Conventional ranch land wisdom saw the prairie dog as an “animal weed” to be poisoned. She couldn’t count the times she’d heard some leather-faced cowboy drawl, “But you can’t gallop a horse across a dog town. You’d break the horse’s legs.” As if any place a horse couldn’t gallop, couldn’t be any good! Besides that wasn’t true. She’d never found any actual evidence of cows or horses breaking their legs in prairie dog holes. If that happened at all, it was rare. Krista and her prairie dogs had been scientifically disproving “cowboy folklore” for seven years now.
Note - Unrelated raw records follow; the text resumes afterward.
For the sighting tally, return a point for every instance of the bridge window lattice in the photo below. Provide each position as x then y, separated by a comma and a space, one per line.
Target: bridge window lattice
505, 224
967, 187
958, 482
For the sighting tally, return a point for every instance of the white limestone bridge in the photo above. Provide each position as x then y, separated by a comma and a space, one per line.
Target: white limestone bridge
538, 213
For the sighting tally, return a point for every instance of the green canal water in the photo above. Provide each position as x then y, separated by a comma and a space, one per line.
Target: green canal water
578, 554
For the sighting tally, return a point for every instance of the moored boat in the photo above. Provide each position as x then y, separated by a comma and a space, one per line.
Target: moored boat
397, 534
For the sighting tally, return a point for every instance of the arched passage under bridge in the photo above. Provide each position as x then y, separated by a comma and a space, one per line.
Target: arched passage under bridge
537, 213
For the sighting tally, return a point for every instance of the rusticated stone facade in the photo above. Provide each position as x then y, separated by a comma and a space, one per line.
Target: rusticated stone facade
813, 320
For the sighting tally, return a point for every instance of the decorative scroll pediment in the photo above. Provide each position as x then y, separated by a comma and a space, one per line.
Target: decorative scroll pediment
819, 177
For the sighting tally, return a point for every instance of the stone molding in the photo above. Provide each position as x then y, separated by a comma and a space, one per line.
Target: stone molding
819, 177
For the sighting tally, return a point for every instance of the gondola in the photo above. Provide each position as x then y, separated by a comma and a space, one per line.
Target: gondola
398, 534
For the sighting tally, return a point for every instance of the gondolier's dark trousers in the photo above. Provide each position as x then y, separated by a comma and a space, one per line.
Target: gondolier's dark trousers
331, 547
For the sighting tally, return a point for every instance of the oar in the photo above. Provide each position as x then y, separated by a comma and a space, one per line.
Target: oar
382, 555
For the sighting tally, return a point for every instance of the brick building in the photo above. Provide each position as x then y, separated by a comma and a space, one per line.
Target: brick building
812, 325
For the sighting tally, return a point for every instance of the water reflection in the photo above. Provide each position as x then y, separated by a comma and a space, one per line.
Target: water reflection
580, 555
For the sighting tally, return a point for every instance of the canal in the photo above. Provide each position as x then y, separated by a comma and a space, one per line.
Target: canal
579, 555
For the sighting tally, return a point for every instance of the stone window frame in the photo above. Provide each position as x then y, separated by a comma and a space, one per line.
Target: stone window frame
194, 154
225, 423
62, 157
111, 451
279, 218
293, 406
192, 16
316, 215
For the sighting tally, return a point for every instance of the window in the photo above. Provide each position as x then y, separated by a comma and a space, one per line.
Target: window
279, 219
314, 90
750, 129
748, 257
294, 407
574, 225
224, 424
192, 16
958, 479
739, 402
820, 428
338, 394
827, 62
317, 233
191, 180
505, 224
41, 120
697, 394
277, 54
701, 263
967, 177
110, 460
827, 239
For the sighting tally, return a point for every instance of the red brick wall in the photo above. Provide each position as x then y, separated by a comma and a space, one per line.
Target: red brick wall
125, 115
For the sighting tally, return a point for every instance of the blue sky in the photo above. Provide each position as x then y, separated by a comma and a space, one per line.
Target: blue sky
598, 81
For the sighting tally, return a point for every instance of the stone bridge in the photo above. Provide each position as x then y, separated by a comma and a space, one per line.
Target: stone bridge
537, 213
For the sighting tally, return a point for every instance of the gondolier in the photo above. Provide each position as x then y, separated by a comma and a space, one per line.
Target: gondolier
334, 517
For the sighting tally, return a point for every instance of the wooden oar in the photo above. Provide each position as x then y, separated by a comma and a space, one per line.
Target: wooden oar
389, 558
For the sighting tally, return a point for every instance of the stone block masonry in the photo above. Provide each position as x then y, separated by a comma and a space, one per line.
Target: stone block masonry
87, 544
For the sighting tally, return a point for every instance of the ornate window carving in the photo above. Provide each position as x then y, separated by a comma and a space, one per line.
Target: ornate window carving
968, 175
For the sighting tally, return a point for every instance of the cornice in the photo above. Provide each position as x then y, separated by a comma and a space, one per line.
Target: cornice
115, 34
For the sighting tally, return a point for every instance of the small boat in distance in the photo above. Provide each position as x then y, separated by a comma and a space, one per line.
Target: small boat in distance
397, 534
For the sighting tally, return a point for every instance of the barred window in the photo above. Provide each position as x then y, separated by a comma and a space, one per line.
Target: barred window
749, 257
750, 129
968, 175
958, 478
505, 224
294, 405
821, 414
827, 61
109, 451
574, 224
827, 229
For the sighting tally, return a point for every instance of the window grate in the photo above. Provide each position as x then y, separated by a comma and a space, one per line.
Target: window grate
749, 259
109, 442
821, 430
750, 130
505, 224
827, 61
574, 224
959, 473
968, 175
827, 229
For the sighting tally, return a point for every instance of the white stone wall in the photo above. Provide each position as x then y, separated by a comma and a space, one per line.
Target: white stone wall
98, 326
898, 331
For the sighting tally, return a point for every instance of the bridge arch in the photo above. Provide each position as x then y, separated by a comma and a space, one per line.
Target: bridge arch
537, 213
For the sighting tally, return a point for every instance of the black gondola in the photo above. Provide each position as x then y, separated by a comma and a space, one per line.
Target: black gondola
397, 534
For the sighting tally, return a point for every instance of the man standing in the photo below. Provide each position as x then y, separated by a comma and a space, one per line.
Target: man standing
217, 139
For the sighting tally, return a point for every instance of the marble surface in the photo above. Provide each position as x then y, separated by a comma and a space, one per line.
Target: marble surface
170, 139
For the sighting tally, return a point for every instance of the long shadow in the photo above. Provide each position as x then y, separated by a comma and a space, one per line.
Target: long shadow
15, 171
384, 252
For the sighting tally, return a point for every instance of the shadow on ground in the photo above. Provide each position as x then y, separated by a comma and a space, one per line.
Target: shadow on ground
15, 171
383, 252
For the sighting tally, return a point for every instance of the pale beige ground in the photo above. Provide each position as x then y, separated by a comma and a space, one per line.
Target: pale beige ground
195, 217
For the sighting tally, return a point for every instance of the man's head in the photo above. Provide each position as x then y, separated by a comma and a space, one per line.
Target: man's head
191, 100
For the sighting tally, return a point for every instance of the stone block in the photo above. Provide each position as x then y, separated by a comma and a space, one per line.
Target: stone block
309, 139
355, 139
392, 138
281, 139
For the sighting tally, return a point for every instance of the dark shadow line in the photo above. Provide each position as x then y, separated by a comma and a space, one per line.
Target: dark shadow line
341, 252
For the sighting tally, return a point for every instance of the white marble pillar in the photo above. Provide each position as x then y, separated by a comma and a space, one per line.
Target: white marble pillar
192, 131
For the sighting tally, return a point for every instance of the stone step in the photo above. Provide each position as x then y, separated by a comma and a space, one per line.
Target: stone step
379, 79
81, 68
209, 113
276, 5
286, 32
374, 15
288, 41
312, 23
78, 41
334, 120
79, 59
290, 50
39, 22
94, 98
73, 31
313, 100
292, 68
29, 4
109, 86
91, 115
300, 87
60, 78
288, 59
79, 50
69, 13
Five miles out of the last town, she slowed and began checking the names on the mailboxes. She was looking for “Ted Dunbar” and his “Double Bar D Ranch.” Instead discovered that she was being followed. A green Chevrolet station wagon and a brown Ford Bronco slowed when she slowed, sped when she sped. She slapped the top of her steering wheel and swore. She wished that once, just once, that cowboys would not act like cowboys.
All she wanted to do was observe prairie dogs and make field notes. It wasn’t the kind of job you got rich doing, but she enjoyed it. No more than that, she was good at what she did. Single-handedly, she’d rewritten the book on prairie rodents. Was it too much to ask to be left alone to continue her work? The answer to that was obviously a resounding “yes.” Every cowboy in the country seemed to think she was a threat, or at least the ones in the cars behind her.
Three quarters of a mile farther on, she found the name she wanted on a dented, oversized post box. She turned the pickup off the pavement onto a rutted lane. She hadn’t met the rancher who had donated his land to “the continued study of prairie dogs.” He had been described to her as a long-time rancher newly concerned about prairie ecology.
According to the story she’d been told, he read an article about her and her work and came to the university one day wanting to meet her and give his land, a thousand, six hundred and fifty acres to her research. Most of the people in her department were amazed and envious of her good fortune. She didn’t see it that way. She knew she ought to be pleased and appreciative, but the last thing she wanted was to find herself beholden to a rancher. She wished he’d find something else to do with his munched-over land. She’d been fighting ranchers and cowboys all her career.
She was guest lecturing in California when she heard the news. After that she was scheduled to do three months fieldwork in Texas. She hadn’t liked the idea of having her plans changed. It was only after she was told that there wouldn’t be any other support for her or her work that she agree to accept the gift. After that, she put off meeting her “benefactor” as long as she could. That had been the only expression left to her to show how she felt—not that it mattered. University officials never turned down sizable donations regardless of the attached conditions. Part of this deal required her to establish a prairie dog town on the donated ranch. She didn’t think prairie dogs outside national wildlife refuges could be protected, and looking in her rear-view mirror, she suspected she was about to be proved right. The two other cars had made the turn and were still following.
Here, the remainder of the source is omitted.